宋觀平自然也想到了這些,所以他立刻將人帶到衙門,一個一個審問。
於是八十三戶幾乎一模一樣的證詞,就如同一記重錘,狠狠敲在了章行舟身上,將那一身清白徹底敲碎,也將他徹底釘死在私吞款項的罪名之下。

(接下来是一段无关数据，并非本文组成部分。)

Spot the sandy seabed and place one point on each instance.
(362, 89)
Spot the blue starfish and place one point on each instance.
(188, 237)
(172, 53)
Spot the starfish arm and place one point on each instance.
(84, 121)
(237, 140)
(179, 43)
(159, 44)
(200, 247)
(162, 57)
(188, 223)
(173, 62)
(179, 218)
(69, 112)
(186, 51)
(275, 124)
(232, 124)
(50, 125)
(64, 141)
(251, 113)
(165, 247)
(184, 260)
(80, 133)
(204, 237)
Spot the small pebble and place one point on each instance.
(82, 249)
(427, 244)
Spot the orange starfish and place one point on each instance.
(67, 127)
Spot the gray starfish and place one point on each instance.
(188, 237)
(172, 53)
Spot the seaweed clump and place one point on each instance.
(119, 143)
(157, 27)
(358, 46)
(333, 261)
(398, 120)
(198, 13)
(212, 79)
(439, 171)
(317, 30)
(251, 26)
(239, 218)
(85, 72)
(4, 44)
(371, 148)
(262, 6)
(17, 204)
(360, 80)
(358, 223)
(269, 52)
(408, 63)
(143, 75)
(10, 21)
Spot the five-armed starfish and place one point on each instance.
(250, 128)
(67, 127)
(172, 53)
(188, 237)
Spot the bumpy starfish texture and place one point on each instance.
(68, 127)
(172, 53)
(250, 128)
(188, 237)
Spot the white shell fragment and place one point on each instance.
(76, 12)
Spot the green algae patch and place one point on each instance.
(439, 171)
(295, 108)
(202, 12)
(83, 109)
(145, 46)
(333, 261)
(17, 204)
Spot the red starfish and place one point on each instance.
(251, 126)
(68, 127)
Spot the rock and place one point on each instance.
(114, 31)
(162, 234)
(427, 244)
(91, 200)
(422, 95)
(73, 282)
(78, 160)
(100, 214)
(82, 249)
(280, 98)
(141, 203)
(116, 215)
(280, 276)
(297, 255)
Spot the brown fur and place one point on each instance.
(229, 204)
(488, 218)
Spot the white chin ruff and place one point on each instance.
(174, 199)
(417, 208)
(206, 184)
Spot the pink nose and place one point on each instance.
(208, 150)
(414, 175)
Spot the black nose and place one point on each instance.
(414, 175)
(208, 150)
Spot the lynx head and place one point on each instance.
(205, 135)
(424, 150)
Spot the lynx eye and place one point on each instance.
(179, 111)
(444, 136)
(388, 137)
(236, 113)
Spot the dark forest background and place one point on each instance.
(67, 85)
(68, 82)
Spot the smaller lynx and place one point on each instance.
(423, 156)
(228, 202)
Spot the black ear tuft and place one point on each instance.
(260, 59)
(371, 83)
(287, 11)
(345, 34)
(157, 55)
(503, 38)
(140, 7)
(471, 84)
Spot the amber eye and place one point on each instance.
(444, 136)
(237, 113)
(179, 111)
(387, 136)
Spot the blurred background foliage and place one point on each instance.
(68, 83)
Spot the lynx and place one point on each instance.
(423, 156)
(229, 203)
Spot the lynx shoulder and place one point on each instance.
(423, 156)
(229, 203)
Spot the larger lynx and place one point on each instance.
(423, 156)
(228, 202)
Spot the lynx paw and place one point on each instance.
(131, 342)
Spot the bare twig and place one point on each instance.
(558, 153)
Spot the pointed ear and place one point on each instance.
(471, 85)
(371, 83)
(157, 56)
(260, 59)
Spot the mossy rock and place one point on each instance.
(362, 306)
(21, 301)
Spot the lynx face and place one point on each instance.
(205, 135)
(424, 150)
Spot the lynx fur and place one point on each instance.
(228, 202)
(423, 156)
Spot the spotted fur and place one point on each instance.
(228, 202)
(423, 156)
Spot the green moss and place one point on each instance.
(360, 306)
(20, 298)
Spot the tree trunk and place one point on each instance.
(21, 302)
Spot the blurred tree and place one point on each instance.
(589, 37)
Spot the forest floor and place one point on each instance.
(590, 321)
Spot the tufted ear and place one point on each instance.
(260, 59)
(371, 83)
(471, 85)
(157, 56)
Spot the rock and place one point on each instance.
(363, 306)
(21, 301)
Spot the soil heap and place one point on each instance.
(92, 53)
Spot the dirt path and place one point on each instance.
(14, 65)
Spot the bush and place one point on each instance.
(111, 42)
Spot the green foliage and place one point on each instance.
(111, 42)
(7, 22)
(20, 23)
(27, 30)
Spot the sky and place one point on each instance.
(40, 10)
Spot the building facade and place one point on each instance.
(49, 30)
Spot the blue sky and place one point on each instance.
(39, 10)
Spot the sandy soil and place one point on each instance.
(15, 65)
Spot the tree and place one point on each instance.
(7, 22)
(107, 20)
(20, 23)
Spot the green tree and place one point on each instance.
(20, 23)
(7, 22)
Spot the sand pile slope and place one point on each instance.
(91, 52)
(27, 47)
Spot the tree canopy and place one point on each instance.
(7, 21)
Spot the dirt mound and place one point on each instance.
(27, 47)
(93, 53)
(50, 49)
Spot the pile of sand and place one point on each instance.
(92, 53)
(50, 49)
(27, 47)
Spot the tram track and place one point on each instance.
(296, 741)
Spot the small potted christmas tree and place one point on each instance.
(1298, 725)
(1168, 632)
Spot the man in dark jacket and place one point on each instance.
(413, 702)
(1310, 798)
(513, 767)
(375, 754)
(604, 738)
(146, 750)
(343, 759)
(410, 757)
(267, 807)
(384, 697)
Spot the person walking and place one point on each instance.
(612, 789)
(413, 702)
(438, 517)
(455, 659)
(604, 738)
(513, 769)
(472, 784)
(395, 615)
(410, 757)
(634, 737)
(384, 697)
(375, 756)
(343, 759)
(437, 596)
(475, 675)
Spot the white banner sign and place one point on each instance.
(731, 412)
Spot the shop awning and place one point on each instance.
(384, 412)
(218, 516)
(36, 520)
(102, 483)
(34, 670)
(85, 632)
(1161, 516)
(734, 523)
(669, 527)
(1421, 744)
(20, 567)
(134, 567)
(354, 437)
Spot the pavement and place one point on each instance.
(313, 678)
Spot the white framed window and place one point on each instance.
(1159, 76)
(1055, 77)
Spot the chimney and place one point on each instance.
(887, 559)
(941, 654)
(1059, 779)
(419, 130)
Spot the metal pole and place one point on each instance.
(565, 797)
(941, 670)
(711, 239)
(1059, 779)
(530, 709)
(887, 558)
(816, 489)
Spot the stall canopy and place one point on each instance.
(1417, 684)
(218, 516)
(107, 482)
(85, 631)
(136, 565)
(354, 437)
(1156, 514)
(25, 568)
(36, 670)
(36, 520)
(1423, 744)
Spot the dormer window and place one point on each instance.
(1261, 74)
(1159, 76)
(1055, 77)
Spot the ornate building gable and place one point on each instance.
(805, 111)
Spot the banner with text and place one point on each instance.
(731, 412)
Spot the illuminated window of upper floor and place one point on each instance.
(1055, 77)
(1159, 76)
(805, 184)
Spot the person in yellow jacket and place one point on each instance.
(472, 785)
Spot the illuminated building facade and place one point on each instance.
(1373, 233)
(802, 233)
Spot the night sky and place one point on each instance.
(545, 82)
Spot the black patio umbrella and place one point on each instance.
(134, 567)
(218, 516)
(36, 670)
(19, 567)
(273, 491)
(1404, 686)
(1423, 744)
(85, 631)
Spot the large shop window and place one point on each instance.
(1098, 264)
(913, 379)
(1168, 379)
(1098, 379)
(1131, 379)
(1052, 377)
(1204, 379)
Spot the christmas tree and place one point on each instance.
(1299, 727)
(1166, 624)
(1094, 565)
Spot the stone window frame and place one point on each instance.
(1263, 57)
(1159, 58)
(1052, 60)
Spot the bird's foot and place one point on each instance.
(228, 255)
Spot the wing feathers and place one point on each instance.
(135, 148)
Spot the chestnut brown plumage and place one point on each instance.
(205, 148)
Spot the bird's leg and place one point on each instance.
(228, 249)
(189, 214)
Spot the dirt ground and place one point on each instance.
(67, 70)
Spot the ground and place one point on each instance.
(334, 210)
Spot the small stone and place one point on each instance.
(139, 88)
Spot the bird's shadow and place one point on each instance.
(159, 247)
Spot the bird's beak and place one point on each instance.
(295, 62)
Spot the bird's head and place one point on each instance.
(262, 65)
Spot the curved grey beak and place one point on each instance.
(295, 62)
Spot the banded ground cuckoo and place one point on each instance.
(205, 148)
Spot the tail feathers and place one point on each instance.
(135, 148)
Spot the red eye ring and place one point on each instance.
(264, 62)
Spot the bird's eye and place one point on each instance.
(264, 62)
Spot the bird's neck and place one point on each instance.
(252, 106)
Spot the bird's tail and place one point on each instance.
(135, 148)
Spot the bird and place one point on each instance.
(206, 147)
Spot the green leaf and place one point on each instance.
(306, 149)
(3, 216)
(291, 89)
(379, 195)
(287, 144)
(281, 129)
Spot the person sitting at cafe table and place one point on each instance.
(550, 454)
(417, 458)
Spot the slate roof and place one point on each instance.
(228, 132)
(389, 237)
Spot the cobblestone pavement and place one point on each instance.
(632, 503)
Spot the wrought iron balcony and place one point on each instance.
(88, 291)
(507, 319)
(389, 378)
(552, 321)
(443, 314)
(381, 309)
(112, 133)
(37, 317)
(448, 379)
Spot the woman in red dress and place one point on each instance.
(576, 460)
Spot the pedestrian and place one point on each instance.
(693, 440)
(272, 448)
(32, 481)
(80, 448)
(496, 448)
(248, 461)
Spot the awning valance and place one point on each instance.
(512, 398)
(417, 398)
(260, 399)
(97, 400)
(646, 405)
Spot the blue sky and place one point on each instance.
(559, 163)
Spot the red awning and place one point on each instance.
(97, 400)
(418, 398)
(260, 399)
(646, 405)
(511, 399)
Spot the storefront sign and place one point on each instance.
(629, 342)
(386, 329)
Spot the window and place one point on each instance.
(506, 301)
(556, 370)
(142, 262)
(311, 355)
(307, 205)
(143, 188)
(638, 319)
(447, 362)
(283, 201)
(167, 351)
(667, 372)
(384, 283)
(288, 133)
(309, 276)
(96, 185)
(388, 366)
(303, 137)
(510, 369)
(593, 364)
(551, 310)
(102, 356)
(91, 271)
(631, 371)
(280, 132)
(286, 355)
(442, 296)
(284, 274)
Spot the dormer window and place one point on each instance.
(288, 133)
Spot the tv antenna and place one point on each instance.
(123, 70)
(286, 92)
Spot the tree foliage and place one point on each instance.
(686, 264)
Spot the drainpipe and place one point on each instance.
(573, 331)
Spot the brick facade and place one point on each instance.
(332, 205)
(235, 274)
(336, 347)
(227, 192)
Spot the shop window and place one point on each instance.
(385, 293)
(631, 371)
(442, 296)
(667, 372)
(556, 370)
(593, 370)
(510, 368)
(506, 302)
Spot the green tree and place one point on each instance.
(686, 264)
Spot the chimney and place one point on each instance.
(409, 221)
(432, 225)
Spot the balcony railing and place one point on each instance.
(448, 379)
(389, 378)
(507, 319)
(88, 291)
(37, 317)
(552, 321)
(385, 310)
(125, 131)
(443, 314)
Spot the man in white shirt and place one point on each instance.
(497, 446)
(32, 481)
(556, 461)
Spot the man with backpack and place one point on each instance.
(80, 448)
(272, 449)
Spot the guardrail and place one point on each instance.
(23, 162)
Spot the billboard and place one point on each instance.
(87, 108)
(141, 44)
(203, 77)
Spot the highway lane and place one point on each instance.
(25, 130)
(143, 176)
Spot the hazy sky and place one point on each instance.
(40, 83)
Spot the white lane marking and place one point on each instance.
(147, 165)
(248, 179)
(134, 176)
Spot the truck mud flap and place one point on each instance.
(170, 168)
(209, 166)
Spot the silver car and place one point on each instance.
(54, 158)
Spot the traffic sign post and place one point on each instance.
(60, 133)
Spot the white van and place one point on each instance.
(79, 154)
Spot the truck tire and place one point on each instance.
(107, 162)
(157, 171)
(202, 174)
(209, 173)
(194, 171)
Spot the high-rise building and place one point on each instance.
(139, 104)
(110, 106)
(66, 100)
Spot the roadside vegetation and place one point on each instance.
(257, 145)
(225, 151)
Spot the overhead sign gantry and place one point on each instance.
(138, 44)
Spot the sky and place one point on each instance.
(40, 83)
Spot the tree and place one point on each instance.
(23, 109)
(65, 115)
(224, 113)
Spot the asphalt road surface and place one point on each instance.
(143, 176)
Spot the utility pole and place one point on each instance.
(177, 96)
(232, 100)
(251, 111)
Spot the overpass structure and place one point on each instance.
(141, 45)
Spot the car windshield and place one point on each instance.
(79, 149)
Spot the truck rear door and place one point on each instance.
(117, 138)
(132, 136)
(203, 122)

而他們派去的張昭成,大抵就是查到了這些事情,查到了這位幕後之人就是朝中之人,甚至還查到了此人藏有謀逆之心,所以才被滅了口。
而這一切的陰謀詭計,都只為了一個章行舟。
想清楚這一切之後,程乾將所有派去連山的人都叫了回來。
因為他知道,既然這位幕後之人能布如此大一張網,那連山必定在他的掌控之下,所以「年世虎」也好,李大保也好,想必是一絲一毫都查不出來。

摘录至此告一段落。